Après son expulsion du Parti communiste non encore déstalisé en 1964, il se tourne vers sa double vocation, en tant que scénariste pour deux films d'Alain Resnais, La guerre est finie (1966; La guerre est finie) et Stavisky (1974), et surtout en tant qu'écrivain. Dans ses écrits, il revient sur ses expériences de déporté antifasciste, résistant et de militant communiste. Vingt ans après sa déportation, l'écriture fait enfin sens de son expérience, et une fois qu'il a commencé il ne s'arrête jamais: il donne la parole à l'expérience du camp en écrivant un récit qui est aussi un roman, à travers la transformation des êtres individuels en d'autres individus, et par des bribes de mémoire adaptées à l'écriture: «Nous avons fait ce voyage dans la fiction; j'ai ainsi effacé ma solitude dans la réalité. À quoi bon écrire des livres, si l'on n'invente pas la vérité? Ou du moins , ce qui semble vrai. "
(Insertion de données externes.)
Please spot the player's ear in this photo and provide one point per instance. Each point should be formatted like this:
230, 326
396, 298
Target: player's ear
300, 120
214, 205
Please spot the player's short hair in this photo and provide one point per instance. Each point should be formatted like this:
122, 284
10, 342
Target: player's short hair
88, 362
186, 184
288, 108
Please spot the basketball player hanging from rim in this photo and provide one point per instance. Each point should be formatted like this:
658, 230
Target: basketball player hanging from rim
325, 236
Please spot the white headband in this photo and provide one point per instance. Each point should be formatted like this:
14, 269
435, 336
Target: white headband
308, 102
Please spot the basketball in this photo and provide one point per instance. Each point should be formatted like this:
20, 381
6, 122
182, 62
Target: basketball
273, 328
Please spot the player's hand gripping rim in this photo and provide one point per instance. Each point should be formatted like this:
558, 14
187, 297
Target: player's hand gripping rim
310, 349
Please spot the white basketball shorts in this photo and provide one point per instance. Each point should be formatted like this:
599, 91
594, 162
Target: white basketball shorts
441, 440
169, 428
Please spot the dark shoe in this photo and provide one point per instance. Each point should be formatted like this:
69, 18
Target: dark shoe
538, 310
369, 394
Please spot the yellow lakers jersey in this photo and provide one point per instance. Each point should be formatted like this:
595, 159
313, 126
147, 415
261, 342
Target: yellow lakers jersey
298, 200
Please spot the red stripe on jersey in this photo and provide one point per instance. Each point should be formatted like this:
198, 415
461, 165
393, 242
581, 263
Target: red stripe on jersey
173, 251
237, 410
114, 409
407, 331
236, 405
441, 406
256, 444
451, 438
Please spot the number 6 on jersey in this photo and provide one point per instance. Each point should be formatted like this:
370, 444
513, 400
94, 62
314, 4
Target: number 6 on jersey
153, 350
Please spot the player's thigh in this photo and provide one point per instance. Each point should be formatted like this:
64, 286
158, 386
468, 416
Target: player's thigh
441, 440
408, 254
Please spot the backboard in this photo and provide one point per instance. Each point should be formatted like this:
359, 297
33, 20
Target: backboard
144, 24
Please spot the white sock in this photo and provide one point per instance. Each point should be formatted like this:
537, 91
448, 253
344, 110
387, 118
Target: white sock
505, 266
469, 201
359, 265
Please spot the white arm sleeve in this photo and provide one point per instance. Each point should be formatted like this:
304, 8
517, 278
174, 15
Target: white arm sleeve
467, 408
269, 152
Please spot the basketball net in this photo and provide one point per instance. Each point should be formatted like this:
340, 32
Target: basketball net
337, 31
Les travaux L'évanouissement (1967; La panne d'électricité), Le grand voyage (1963; Le long voyage, 1964), Quel beau dimanche (1980; Quel beau dimanche!, 1982), et Le mort qu'il faut (2001; L'homme mort nécessaire), avec L'écriture ou la vie (1994; Littérature ou vie, 1997), constituent une collection cohérente et fascinante de fictions, d'essais et de récits. Jorge Semprún a également collaboré à de nombreux programmes télévisés, dont un dialogue avec l'écrivain et survivant de l'Holocauste Elie Wiesel (né en 1928) publié sous le titre Se taire est impossible (1995; Rester silencieux est impossible), dans lequel Semprún déclare:

Et puis, dans cette expérience du Mal, l'essentiel est qu'elle aura été vécue comme une expérience de mort.… Je dis «expérience» pour une raison… Car la mort n'est pas quelque chose que l'on aurait pu affronter, ou côtoyé, ou échappé, comme un accident dont nous sommes sortis indemnes. Nous l'avons vécu… Nous ne sommes pas des évadés, mais des fantômes… Et cela, bien sûr, ne peut être dit qu'abstrait. Ou en riant avec d'autres fantômes.… Parce que ce n'est pas crédible, pas partageable, à peine compréhensible.… Et pourtant, nous aurons vécu cette expérience de la mort comme une expérience collective, et en plus, une expérience fraternelle, fusionnant notre être-ensemble… comme un Être-avec-mort. (Traduit du français)

In Autobiographie de Federico Sanchez (1978; L'autobiographie de Federico Sanchez et le métro communiste en Espagne, 1979) , Semprún n'hésite pas à l'autocritique. En tant que membre du Parti communiste, il avait bénéficié de la protection de la proéminent (prisonniers spéciaux) à Buchenwald. "Nulle part je n'ai proclamé mon innocence. Je suis resté silencieux, sacrifiant la vérité sur l'autel de l'Esprit absolu qui, pour nous, s'appelait l'Esprit du Parti." Par l'écriture, il a tenté de dépasser les contradictions de son expérience.

Lorsque l'Espagne redevint démocratique, Semprún retourna à la politique, à la condition qu'elle soit au service de la culture. Il a été ministre de la Culture de 1988 à 1991 dans le gouvernement socialiste de Felipe Gonzales. Il est devenu célèbre et a reçu une série de prestigieux prix littéraires européens.